Students who survived the 2012 Sandy Hook Elementary School massacre are reflecting on the horrific mass shooting that forever changed their young lives as they prepare to graduate from high school.
“I’m happy to be graduating but there’s a lot of emotions going into having people that are supposed to be here not graduate with us,” 17-year-old Emma Ehrens, who ran from her classroom where her teacher and friends were killed when the gunman’s rifle jammed, told NewsTimes. “I get to graduate so I should be happy but … it’s still a heavy feeling on my shoulders. I can’t sever the connection between being happy and sad for graduation.”
The Sandy Hook massacre was the deadliest shooting at an elementary school in US history. Twenty first graders and six educators were killed when 20-year-old Adam Lanza stormed the Connecticut school and opened fire. Twelve years on from the events of December 14, 2012, the survivors of the shooting are preparing to begin their adult lives.
But although high school graduation is meant to be a happy day, for the Sandy Hook survivors, it will be shrouded in sadness.
“We have to share the stage with them; we have to celebrate everyone who is graduating this year but for me at least this is not even about me. I know it should be, but personally I can’t think about anything other than the fact that they’re not graduating,” Ehrens said.
Meanwhile, Grace Fischer, 18, said she is “excited for the next chapter,” but feels it is important that those who are “not here with us” are honored at graduation.
“Obviously, graduations are bittersweet because you don’t want to leave your best friends but for us there’s that whole extra layer of, ‘Oh, but our best friends aren’t even there,” Fischer said. “I’m excited for my next chapter but for graduation there will be something to honor the victims who aren’t able to be there — honoring them while celebrating our accomplishments is kind of a good balance because we don’t want to forget about who is not here with us.”

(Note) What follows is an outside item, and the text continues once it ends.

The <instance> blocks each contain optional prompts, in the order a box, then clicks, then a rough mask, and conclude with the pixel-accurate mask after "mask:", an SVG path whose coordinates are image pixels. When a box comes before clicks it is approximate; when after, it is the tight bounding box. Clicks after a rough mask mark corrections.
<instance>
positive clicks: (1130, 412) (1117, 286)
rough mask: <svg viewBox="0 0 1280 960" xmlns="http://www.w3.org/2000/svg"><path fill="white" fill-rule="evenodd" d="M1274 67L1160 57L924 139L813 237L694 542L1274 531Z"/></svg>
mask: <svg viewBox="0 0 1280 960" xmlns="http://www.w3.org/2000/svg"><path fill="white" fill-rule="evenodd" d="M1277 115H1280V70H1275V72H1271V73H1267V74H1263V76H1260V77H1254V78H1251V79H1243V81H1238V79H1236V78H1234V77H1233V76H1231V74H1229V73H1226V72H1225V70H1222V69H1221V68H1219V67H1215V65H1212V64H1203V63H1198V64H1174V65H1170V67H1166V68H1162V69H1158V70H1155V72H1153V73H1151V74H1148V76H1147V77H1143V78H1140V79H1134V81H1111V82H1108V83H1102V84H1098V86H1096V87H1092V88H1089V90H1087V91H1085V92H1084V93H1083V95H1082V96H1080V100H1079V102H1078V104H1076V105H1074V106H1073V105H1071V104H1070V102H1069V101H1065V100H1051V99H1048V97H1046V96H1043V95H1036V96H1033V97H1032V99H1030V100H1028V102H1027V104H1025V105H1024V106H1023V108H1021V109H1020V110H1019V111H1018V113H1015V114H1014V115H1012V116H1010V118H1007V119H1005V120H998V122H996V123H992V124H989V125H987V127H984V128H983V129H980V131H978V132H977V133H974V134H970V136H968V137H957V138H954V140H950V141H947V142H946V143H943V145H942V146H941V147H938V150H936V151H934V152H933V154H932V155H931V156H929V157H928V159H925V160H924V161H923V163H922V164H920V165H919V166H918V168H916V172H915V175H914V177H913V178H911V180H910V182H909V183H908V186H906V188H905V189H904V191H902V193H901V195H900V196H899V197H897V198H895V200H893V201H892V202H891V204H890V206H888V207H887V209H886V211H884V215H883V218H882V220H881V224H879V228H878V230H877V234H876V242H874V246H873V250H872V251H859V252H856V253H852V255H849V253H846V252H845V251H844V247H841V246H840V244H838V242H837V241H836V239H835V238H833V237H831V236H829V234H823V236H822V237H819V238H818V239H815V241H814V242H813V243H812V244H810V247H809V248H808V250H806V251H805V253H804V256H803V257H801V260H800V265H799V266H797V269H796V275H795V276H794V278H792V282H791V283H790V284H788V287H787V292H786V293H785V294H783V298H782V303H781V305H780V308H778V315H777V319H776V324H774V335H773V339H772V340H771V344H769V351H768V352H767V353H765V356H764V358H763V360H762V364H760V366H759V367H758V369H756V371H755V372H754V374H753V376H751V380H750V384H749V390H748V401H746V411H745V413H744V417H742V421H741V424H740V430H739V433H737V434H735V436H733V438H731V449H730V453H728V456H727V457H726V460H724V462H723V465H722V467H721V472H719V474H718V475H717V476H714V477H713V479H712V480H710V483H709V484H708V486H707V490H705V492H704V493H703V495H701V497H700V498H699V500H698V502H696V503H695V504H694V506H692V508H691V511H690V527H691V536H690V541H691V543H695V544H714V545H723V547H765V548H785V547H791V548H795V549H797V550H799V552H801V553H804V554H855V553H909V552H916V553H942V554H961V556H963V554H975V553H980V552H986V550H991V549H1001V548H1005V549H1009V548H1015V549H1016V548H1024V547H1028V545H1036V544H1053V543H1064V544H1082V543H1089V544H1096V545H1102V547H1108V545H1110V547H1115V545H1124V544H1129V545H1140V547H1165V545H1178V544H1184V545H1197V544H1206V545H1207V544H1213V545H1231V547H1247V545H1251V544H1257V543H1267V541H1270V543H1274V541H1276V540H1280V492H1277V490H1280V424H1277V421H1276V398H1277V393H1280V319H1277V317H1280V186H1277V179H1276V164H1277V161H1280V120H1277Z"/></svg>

A group of five students will honor the victims at their graduation from Newtown High School by distributing green and white ribbons for graduates to wear as a sign of solidarity.
Aside from graduation, many of the survivors have found their own unique ways to remember the victims since the shooting.
“I have my friend’s name tattooed on my shoulder so he stays with me every day,” Henry Terifay, now 18, told Good Morning America in a separate interview, adding of all his classmates who were killed, “I just try and remember them every day.”
Others hope to carry the memories of the victims with them into their chosen career paths.
“I’ve basically known that I wanted to be a therapist since I was eight, which was really only a year after the shooting,” Ella Seaver, who was 7 at the time of the shooting, said.
“I have been in and out of therapy almost my whole life, especially after the shooting, and it’s really just helped me cope and helped me learn about myself, so I want to try and pay that forward and help people who have gone through gun violence, or even people who haven’t, who are just struggling in their daily life.”
Ehrens added that she plans to attend Roger Williams University in Rhode Island to study pre-law to “either stop this from happening to anyone else or help people who are going through the same thing we did, and just make sure that they know they are not alone,” she told News Times.
Another group of survivors has sought to keep the memory of their classmates alive through their work for the gun violence prevention club Jr. Newtown Action Alliance.
The club, which includes younger high school students, lobbies lawmakers, participates in vigils and reaches out to communities torn apart by tragedies. The club’s leadership told News Times it is their way of honoring the memory of their slain classmates while moving on to the next chapter of their lives.
“For the past 10 or 11 years that it’s been since in Sandy Hook, we’ve grown so much and we do so much work to fight for (the 2012 victims) and for other people because we don’t want other people’s lives to get robbed like theirs did,” said Fischer, who plans to attend Hamilton College as a pre-law and justice studies major. “That’s why I think walking across that stage will be a very victorious moment.”
While many of the survivors are using their traumatic experience to make positive change, the terrible memory of the day of the shooting still stays with them.
“The tragedy never ends,” Matt Holden, who was six at the time of the shooting, told Good Morning America. “The friends, family who were lost that day, the smiling faces that should be filling the seats in your classroom, the parents who should be able to watch their kids graduate, get married, the kids will never be able to hug their parents again. It’s never over.”